To avoid ending up lost, you will usually, on purpose, aim a bit to the right and follow the yellow line. It is a bit longer than the optimal green line, but you are sure that you will end up at the river. And once you hit the river you know that you should follow it a little to the left to end up at your destination. It is a bit longer than the green line, but at least you know that you will not end up in the hopeless case of the red line.


I was in the Army Infantry in the '90s when we still used maps and compasses to get through the woods.

People have a tendency to veer off to the side of the hand holding the compass when they are land navigating, especially at night. You could try to compensate by switching which hand you are holding the compass with periodically during that leg of the trip. You could try keep in mind that you veer off and try to compensate. Or, you can just assume it will happen and aim a few degrees opposite of the direction you know you veer.

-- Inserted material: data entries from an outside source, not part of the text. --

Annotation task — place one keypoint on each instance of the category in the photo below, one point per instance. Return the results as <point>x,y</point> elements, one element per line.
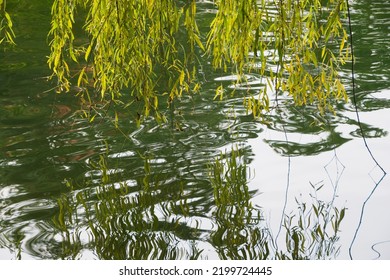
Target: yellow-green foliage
<point>132,46</point>
<point>6,33</point>
<point>137,51</point>
<point>307,39</point>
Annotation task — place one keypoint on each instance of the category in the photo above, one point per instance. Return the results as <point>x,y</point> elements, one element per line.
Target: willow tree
<point>145,52</point>
<point>6,33</point>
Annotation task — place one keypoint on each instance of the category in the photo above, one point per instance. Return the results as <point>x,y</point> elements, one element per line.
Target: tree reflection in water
<point>116,221</point>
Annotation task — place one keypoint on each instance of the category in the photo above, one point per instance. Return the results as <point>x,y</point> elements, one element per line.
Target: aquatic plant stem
<point>354,99</point>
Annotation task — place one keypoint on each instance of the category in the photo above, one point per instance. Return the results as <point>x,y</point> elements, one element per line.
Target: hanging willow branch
<point>7,34</point>
<point>137,51</point>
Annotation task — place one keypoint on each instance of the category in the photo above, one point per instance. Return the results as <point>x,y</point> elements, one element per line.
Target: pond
<point>74,189</point>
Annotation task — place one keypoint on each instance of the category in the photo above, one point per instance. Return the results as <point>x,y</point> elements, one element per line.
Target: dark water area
<point>44,144</point>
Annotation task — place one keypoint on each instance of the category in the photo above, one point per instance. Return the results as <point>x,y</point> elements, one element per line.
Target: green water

This mostly happens with "dead reckoning" which means you are using your compass and not some distant landmark to stay on your azimuth.

There are times you can aim a few degrees off during the day when you are walking towards a landmark far away. For instance, if, after looking at your map, you see that your destination is 35 degrees and 650 meters away from you, you could try to keep a pace count and try to stay on azimuth and hope you have kept track of these two things properly and your target will be right where you think it should be. Another method is to see if there is something close to your target (but maybe a few degrees left or right of it) that you can see from your starting point that is also on your map (hill top, tall church, road intersection.) You can easily find and go to that reference. Once you are there you have a much shorter distance to travel to get to your actual target. This gives you a better chance of finding it b/c your pace count is more accurate the shorter distance you go and you will not have as much of an opportunity to veer off your azimuth.

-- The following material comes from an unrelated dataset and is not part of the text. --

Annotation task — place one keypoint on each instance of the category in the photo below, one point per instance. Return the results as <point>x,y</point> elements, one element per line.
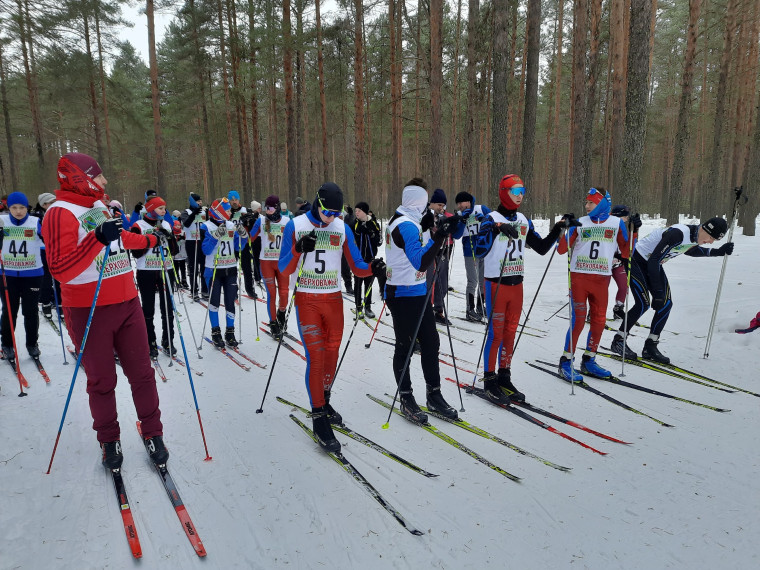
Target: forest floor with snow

Navigation - be it either over land or sea - is governed by non-Euclidean geometry, which means dealing with a sphere instead of a plane. This also means that shortest path between two points on a sphere will never be straight line (unless you can dig really fast). This shortest route is called orthodrome. When bearing is designated by compass only we pass every meridian at a same angle (as all meridians converge on the poles), which means we're traveling along the loxodrome (except for bearings due north or south or when travelling along the equator).

Aiming slightly to the either side of the compass-designated bearing (which side obviously depends on which direction you're travelling to and which hemisphere you're on, I think) allows to compensate for the loxodrome and to come closer to the orthdrome route, which means you have to cover less distance. The longer the distance, the bigger the difference.

As obviously, this one starts to matter at distances greater than 6 km, which is when curvature of the Earth's surface starts to become noticeable. However, maritime navigation says that going over orthodrome gives benefits over the loxodrome on the distances over 500 NM.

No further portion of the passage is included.